Kar secoua la tête. 


— Non, pas vraiment. Pourtant, ils ne sont pas beaux, et puis ils peuvent faire mal. 


— Et des cochons sauvages ? 


— Ils sont dangereux, reconnut le garçon. 


— Mais tu n’as pas peur d’eux ? 


— Je ferais attention si j’en voyais un. 


— As-tu peur des serpents ? 


— Non. 


— Des ours ? 


— C’est quoi, un ours ? 


Le recteur sourit. 


— Joue ton coup. 


— Et puis c’est tous des animaux, dit le garçon en déplaçant sa pièce. 


— Quoi donc ? 


— Toutes les choses que vous me dites, les serpents et les cochons. Les ours aussi, c’est des animaux ? Je crois que c’est tous des animaux, et certains sont dangereux. Je n’aime pas les araignées. Ou les scorpions. Ou les gros scorpions, les rouges, mais je n’ai pas peur d’eux. 


— Ah bon ? 


— Yelena a un scorpion rouge dans un bocal dans sa cantine, et quand il nous le montre, eh ben je n’ai pas peur. 

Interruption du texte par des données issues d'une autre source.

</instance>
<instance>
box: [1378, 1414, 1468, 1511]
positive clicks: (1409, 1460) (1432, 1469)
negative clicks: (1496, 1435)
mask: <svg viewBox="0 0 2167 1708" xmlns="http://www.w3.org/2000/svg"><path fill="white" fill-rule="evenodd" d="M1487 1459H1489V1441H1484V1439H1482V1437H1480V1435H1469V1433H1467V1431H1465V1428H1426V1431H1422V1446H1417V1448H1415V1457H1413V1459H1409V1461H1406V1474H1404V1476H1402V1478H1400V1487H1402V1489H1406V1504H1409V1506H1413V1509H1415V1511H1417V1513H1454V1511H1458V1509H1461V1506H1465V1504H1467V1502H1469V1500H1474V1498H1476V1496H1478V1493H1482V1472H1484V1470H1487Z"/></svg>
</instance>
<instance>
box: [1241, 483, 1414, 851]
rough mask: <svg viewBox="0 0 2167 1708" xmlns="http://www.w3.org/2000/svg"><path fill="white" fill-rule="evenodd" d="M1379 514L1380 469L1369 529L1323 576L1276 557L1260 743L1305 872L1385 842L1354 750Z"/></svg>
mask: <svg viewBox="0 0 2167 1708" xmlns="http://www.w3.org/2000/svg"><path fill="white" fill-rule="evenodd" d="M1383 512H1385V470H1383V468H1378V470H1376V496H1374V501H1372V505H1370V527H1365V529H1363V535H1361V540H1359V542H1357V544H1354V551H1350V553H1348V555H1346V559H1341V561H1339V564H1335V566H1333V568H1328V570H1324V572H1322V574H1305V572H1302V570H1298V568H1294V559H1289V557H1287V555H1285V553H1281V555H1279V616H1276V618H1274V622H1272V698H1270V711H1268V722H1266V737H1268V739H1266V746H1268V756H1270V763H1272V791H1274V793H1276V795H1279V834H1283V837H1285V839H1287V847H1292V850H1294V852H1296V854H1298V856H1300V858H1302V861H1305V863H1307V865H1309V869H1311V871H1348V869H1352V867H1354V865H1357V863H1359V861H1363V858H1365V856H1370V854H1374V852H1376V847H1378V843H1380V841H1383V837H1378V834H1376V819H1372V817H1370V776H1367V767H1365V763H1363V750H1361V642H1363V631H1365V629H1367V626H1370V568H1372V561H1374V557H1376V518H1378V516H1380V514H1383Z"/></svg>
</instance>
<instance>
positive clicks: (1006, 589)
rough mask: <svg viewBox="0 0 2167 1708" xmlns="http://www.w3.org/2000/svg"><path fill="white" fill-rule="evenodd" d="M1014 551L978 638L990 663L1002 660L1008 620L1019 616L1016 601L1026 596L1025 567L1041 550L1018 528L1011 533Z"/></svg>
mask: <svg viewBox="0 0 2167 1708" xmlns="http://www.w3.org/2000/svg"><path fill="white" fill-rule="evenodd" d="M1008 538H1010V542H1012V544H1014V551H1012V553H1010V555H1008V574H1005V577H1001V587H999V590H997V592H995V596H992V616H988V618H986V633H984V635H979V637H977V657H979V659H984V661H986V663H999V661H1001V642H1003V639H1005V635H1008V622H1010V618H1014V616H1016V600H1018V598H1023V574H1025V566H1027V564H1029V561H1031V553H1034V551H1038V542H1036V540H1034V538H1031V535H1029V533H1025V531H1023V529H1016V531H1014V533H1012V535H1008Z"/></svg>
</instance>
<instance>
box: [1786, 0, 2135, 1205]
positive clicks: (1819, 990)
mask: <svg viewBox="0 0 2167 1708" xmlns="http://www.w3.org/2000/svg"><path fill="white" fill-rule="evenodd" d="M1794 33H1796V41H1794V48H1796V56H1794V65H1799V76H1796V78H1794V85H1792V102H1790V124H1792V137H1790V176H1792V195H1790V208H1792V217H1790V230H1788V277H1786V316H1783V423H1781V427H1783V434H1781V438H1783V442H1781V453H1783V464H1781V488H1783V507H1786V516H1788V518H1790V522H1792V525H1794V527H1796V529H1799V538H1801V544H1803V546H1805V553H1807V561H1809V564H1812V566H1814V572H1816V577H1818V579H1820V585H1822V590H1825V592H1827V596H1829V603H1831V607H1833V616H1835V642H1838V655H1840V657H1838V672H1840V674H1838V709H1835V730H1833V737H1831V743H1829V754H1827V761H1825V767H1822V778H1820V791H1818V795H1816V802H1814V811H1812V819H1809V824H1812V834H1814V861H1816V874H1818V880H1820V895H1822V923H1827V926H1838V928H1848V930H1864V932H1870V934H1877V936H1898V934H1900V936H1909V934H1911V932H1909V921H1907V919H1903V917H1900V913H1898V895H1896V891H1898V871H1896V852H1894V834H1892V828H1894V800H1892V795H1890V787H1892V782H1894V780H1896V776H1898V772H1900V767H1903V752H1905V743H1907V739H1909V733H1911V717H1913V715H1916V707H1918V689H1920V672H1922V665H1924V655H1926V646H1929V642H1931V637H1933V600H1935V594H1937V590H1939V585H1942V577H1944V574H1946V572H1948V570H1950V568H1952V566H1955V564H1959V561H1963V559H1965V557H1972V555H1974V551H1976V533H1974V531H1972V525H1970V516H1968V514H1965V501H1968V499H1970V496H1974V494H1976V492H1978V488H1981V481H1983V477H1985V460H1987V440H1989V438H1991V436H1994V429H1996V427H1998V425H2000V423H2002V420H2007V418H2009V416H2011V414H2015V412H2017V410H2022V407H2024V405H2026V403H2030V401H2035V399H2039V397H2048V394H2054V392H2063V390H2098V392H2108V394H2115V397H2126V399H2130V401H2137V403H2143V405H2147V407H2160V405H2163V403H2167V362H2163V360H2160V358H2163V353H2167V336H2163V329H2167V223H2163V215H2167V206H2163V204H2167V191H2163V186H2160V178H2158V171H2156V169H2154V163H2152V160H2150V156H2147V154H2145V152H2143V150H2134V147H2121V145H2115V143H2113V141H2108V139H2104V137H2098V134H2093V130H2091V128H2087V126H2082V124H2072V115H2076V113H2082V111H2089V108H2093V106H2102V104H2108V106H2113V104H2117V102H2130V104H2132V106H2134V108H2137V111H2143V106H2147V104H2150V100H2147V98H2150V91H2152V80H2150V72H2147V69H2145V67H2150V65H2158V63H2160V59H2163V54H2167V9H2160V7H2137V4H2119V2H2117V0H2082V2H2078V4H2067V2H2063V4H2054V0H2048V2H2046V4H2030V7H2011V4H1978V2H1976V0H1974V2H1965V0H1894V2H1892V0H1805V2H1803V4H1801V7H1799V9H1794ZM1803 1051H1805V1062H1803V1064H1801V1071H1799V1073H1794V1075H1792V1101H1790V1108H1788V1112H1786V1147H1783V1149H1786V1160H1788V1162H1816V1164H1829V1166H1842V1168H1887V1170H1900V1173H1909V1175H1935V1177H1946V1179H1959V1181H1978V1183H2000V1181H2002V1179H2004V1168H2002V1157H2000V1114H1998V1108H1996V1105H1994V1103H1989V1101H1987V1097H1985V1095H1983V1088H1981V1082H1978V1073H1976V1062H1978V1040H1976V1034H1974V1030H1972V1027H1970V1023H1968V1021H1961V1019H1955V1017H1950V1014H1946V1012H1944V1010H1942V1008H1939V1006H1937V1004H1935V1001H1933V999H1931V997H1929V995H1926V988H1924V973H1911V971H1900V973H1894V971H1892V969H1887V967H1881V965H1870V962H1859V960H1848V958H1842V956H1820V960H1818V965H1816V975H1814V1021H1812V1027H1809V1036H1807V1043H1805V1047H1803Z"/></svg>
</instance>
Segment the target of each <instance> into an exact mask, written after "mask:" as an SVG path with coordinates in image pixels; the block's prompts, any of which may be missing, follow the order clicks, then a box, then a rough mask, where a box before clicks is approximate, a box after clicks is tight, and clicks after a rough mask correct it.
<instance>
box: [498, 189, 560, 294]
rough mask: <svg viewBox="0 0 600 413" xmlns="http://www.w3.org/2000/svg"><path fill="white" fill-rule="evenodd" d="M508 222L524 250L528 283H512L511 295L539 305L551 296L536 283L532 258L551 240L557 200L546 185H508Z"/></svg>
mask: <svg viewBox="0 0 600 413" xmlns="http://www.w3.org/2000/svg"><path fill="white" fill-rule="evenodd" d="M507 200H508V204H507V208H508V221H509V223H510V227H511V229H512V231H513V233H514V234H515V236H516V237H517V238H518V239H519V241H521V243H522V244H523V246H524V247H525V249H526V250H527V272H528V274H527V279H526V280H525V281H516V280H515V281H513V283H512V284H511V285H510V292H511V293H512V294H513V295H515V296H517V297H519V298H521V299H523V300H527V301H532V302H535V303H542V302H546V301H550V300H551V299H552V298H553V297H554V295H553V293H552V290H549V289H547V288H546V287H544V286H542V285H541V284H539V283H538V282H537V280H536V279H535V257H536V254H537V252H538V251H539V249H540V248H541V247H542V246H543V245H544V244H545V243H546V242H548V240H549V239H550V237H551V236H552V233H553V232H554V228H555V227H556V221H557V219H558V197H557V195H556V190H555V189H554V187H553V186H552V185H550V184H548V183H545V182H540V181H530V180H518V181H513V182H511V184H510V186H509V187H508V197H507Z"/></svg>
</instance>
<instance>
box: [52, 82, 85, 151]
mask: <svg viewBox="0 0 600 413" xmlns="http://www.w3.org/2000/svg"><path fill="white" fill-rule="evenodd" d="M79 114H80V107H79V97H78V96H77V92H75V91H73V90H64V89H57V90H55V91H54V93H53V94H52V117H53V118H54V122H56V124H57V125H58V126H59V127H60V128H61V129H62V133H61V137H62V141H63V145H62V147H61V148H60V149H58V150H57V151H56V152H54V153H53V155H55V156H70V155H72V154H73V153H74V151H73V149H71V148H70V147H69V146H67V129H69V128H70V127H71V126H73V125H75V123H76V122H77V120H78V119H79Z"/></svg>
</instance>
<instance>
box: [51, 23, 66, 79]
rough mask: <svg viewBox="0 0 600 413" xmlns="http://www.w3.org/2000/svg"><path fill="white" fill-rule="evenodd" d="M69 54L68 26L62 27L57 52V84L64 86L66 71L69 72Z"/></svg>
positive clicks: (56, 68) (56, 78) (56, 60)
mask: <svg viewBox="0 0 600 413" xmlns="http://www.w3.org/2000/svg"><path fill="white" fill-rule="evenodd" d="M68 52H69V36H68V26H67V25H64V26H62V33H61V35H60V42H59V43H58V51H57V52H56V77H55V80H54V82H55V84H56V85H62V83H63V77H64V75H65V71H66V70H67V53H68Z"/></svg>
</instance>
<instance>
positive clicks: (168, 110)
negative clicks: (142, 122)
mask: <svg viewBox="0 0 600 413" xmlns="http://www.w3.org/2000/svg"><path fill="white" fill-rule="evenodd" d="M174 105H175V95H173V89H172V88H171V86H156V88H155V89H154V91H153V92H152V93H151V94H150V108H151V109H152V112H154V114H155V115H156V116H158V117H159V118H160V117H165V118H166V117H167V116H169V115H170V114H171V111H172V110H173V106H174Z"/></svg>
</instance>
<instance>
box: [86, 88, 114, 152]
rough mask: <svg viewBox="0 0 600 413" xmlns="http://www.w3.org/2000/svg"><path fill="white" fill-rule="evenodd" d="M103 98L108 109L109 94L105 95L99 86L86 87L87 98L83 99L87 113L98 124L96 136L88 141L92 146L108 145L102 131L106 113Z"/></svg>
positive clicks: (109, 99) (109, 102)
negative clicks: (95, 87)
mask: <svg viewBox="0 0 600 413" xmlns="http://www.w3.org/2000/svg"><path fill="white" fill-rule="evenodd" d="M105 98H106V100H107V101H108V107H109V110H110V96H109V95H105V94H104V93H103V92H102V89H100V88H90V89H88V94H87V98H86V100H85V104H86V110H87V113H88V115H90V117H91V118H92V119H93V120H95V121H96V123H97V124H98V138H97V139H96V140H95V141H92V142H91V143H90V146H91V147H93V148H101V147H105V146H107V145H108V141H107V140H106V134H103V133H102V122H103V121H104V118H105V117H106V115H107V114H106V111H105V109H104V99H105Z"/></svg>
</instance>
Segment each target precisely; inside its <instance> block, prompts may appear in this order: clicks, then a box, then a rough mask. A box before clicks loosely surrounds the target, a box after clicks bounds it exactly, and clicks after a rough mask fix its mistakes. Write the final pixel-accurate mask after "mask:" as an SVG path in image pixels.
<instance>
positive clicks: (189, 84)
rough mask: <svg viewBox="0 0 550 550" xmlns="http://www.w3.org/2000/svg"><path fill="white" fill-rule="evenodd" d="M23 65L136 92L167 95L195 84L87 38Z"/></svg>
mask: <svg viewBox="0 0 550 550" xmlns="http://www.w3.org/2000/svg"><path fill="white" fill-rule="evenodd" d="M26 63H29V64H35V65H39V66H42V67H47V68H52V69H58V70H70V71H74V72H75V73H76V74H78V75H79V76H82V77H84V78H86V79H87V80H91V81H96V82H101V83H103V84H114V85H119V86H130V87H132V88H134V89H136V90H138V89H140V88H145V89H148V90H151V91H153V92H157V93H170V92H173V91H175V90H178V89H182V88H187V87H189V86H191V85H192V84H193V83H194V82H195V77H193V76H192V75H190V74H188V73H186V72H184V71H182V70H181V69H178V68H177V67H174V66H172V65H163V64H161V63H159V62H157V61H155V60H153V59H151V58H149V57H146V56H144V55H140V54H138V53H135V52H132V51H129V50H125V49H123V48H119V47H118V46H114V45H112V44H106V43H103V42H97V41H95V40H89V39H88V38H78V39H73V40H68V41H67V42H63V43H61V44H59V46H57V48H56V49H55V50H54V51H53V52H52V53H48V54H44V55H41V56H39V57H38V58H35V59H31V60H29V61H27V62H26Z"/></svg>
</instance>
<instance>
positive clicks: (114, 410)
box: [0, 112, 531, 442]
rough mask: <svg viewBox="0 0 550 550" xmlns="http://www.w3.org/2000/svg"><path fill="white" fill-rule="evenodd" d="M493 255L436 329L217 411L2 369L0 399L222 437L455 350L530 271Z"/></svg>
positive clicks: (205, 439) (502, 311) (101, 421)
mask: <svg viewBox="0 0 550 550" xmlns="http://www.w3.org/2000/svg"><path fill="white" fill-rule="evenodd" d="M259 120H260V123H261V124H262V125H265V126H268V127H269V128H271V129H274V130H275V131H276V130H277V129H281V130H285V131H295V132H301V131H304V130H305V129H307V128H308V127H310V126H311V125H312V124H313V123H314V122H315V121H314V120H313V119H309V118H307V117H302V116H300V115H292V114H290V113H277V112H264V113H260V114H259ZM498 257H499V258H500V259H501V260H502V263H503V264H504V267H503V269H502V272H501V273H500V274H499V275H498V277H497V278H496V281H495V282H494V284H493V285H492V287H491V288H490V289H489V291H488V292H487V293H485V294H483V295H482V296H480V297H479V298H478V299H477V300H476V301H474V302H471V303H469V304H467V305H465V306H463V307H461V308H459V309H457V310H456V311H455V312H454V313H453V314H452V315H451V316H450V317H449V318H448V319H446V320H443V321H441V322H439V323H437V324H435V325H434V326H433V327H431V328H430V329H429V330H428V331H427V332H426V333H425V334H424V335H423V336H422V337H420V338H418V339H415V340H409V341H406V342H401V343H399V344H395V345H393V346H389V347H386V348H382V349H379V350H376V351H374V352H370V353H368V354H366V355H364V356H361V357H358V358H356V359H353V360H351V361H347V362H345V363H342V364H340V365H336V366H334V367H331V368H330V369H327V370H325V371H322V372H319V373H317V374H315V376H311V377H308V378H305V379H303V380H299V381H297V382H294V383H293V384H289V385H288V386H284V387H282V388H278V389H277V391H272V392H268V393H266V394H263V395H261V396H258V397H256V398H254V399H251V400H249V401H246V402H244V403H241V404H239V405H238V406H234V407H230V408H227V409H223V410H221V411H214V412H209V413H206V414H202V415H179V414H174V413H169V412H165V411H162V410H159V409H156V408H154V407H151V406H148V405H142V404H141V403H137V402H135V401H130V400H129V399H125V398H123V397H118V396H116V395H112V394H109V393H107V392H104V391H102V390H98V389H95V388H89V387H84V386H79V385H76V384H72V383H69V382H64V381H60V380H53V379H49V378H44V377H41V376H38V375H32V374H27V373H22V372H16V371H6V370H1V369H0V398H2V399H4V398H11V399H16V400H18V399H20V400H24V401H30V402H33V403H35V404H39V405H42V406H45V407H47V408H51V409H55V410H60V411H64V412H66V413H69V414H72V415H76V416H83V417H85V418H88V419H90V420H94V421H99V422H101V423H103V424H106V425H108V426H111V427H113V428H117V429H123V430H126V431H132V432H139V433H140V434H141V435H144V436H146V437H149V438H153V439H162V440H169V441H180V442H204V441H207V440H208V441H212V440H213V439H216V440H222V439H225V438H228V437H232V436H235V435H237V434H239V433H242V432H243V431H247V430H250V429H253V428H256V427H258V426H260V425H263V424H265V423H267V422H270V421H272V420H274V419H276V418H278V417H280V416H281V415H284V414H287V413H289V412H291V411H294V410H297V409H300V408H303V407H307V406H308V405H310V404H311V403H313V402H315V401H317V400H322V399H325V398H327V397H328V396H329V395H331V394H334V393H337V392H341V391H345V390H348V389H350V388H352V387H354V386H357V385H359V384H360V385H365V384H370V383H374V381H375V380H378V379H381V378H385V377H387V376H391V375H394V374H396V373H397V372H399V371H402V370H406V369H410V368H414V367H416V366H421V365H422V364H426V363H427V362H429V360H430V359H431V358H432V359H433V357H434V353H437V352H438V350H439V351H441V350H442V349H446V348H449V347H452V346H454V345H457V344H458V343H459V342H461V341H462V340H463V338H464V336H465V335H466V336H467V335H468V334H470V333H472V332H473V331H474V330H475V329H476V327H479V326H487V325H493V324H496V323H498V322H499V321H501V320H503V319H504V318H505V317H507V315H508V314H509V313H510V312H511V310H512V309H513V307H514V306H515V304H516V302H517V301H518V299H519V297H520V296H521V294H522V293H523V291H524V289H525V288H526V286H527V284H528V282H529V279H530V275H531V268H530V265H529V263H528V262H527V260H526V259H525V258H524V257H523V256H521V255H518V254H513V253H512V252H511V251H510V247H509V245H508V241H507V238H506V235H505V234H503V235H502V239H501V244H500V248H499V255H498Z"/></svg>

— Je vais en toucher deux mots à Yelena . 


— Mais je n’ai pas peur, pas comme Simial et les autres. Mais j’ai peur des loups, parce qu’ils ne sont pas des animaux. 


— Ah ? Et que sont-ils, alors ? 


Le garçon fit la moue et son visage se fronça, comme s’il cherchait la meilleure façon de l’expliquer. 


— Ils sont… Ben, ils sont comme des fantômes. Ils sont des diables, comme dans les écritures. 


— Tu veux dire qu’ils sont surnaturels ? 


— Oui. Ils viennent pour détruire et pour dévorer, parce que c’est leur nature, ils ne savent faire que ça. Et ils peuvent être des loups, avoir une forme de chien, ou bien ils peuvent marcher en ayant une forme d’homme. 


— Comment sais-tu ça, Karapet? 


— Tout le monde sait ça. 


— Ça n’est peut-être pas vrai. Les loups sont juste des chiens. Ce sont des animaux canins. 


Le garçon secoua férocement la tête. Il se pencha en avant, et sa voix baissa au niveau d’un murmure. 


— Je les ai vus, chuchota-t-il. Je les ai vus marcher sur leurs deux pieds.